João Marcos Adede y Castro

O Instituto de Previdência do Estado do Rio Grande do Sul foi organizado através da Lei Estadual 7.672/82 que, em seu artigo 9º define quem são os dependentes do segurado, entre os quais os maridos e os companheiros e companheiras há pelo menos cinco anos. Mas, disse mais a Lei em seu artigo 13, no sentido de que “considera-se dependente econômico… a pessoa que perceba, mensalmente, renda inferior a um Salário Mínimo Regional, a qualquer título”.

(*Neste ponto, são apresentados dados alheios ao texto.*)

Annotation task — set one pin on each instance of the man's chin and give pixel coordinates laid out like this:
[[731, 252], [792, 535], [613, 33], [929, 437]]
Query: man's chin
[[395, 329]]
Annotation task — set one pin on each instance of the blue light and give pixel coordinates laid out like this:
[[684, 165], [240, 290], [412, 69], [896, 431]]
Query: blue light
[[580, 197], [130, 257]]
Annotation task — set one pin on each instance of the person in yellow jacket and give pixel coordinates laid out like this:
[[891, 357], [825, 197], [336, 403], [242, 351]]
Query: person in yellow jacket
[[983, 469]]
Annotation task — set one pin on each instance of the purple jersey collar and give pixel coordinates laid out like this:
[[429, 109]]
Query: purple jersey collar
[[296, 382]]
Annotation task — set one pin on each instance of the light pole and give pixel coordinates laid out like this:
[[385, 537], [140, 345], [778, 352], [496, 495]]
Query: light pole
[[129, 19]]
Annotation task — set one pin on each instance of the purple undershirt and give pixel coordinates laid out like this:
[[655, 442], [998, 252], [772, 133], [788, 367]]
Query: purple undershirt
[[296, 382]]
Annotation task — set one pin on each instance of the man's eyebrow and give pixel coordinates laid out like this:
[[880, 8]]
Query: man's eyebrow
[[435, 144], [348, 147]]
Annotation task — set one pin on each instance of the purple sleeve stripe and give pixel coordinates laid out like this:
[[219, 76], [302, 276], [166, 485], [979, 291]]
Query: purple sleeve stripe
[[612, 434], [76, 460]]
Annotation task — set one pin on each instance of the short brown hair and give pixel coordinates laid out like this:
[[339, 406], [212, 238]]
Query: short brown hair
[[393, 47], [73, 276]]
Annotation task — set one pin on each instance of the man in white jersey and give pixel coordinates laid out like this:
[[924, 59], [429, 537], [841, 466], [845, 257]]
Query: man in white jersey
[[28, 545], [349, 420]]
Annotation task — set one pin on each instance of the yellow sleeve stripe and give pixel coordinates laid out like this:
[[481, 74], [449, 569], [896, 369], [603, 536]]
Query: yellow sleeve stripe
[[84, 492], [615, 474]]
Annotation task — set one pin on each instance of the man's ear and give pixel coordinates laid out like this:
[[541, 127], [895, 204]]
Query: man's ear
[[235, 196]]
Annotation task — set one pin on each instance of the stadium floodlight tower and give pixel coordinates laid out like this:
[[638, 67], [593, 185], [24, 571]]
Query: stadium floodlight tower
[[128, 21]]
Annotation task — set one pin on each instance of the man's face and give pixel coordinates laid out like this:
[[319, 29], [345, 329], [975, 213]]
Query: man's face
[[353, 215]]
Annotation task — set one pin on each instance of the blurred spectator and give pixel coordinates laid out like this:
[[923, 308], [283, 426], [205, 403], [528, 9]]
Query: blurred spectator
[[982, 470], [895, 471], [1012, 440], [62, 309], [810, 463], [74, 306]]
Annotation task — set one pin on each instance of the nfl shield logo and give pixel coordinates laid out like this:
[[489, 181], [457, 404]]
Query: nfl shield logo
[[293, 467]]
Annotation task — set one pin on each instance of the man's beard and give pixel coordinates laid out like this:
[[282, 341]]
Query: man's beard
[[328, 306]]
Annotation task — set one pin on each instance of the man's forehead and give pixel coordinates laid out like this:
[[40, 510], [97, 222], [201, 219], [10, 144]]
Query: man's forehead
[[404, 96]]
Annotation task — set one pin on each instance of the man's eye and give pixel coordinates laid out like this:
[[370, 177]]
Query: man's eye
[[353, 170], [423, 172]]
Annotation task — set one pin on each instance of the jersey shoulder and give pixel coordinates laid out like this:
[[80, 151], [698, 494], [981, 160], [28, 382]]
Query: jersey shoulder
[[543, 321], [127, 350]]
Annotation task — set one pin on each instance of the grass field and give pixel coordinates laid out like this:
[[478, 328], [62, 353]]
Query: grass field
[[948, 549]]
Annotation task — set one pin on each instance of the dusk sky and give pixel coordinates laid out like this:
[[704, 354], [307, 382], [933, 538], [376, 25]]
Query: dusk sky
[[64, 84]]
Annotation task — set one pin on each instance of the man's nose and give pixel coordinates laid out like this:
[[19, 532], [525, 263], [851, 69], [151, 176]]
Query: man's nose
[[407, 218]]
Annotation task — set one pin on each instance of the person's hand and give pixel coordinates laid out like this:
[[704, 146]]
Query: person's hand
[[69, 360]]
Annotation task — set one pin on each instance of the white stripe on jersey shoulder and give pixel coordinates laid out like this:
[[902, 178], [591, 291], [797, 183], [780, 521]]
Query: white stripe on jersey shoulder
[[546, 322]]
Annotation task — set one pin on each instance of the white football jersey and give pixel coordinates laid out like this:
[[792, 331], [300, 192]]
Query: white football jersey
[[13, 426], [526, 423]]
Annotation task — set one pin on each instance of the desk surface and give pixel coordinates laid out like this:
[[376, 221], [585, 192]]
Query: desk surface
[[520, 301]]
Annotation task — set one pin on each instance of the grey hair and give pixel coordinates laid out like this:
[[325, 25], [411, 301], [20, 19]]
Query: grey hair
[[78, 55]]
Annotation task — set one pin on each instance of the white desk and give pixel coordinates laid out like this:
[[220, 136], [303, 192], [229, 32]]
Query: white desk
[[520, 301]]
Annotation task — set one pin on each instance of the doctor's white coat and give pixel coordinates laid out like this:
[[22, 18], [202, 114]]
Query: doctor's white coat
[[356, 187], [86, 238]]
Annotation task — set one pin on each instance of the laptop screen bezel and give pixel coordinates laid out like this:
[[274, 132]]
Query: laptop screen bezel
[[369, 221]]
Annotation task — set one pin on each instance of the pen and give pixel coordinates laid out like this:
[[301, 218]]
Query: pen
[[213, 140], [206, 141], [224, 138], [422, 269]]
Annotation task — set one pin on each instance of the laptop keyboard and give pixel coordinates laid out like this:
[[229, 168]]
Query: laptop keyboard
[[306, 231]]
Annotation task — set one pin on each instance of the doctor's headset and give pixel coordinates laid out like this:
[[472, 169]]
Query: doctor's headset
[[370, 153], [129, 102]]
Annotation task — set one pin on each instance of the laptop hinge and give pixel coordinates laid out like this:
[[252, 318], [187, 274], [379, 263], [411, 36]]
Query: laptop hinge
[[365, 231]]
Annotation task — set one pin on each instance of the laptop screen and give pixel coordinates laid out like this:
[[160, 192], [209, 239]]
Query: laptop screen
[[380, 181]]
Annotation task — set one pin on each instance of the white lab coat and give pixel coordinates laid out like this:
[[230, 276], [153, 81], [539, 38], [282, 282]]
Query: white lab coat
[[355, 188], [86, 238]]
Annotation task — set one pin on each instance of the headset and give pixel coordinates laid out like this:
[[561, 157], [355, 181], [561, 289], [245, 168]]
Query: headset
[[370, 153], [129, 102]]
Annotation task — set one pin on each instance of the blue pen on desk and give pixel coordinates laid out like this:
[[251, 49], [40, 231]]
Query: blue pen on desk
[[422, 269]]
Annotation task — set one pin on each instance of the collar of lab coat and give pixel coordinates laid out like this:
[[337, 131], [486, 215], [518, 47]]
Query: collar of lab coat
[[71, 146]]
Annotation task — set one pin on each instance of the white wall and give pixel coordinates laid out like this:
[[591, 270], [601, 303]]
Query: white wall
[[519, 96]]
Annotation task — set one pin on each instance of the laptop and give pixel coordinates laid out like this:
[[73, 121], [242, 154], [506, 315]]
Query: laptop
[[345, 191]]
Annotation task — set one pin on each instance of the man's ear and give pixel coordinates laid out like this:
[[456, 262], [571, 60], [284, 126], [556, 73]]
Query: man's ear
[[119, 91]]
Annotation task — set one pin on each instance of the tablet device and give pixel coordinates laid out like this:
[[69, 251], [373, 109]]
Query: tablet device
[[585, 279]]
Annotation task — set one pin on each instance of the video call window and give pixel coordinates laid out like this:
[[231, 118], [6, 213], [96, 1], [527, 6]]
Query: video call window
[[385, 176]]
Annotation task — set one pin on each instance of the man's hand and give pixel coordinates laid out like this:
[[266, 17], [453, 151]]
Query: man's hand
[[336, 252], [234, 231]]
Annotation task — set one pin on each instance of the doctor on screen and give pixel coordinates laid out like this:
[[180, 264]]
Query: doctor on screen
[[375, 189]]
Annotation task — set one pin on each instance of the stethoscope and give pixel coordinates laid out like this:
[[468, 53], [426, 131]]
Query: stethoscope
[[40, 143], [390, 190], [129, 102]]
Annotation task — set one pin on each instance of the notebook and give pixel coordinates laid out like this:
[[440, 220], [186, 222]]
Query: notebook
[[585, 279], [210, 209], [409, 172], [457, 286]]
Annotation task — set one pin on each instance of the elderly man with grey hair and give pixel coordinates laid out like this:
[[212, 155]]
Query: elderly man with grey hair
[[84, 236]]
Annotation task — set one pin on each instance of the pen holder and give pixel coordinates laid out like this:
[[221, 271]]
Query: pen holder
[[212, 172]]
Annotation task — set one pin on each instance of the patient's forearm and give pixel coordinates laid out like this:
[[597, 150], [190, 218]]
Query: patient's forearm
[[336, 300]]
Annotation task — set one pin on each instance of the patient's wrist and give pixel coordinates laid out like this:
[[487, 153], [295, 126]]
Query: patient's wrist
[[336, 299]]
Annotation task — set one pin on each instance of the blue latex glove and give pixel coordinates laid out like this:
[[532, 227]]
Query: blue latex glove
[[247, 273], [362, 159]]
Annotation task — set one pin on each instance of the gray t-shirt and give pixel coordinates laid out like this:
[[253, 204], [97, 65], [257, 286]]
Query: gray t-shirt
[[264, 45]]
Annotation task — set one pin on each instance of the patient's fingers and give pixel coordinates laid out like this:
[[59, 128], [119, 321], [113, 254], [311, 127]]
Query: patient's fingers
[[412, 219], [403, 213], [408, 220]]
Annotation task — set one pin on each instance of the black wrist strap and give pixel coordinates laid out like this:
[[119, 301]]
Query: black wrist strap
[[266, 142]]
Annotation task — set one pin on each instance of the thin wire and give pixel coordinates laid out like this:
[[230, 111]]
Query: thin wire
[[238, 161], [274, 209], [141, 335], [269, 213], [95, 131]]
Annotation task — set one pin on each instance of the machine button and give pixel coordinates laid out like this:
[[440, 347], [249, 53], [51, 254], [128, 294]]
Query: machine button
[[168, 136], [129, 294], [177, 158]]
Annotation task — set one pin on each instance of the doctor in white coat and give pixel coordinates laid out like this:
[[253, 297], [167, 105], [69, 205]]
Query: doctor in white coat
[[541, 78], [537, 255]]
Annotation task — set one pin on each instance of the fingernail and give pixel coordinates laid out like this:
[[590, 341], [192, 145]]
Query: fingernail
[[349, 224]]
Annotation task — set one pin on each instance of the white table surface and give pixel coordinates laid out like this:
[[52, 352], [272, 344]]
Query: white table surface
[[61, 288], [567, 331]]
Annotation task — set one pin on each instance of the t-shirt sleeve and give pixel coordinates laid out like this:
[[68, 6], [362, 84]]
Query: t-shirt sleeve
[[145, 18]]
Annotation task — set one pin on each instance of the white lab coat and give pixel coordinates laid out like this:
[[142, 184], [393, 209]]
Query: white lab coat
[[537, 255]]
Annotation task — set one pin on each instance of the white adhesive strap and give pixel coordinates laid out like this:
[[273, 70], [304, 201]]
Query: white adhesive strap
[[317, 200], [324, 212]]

Ocorre que a jurisprudência, de maneira torrencial, tem entendido que tal limitação é discriminatória, uma vez que da esposa do segurado não se exige que comprove viver com ele há pelo menos cinco anos e que tenha  renda inferior a um salário mínimo regional, o que significa dizer que pode ser segurada mesmo que tenha casado ontem e seja milionária.

Diz o Tribunal de Justiça do Estado do Rio Grande do Sul, com base em precedentes do STF, que “demonstrada a qualidade de companheiro ou marido da beneficiária, procede o pedido de concessão de pensão por morte ao cônjuge varão, sendo desnecessária a comprovação da dependência econômica e invalidez”, em razão do princípio constitucional da ISONOMIA, ou seja, da igualdade perante a lei.

Se não se exige da esposa do segurado que demonstre dependência econômica, também não se pode exigi-lo do marido ou do companheiro ou companheira, podendo ser considerada dependente para efeitos de prestação de serviços médicos e gozar dos benefícios previdenciário, como pensão por morte, bastando que comprove a condição de marido ou companheira.

Entendemos que até a exigência do artigo 11 da referida lei é inconstitucional ao determinar que a condição de companheira deverá ser comprovada com vivência sob teto comum, manutenção de conta bancária conjunta, outorga de procuração ou prestação de garantia real ou fidejussória, encargos domésticos comuns, inscrição em associação de qualquer natureza na qualidade de dependente do segurado e declaração como dependente, para os efeitos do Imposto de Renda, enquanto para esposa exige-se apenas a certidão de casamento.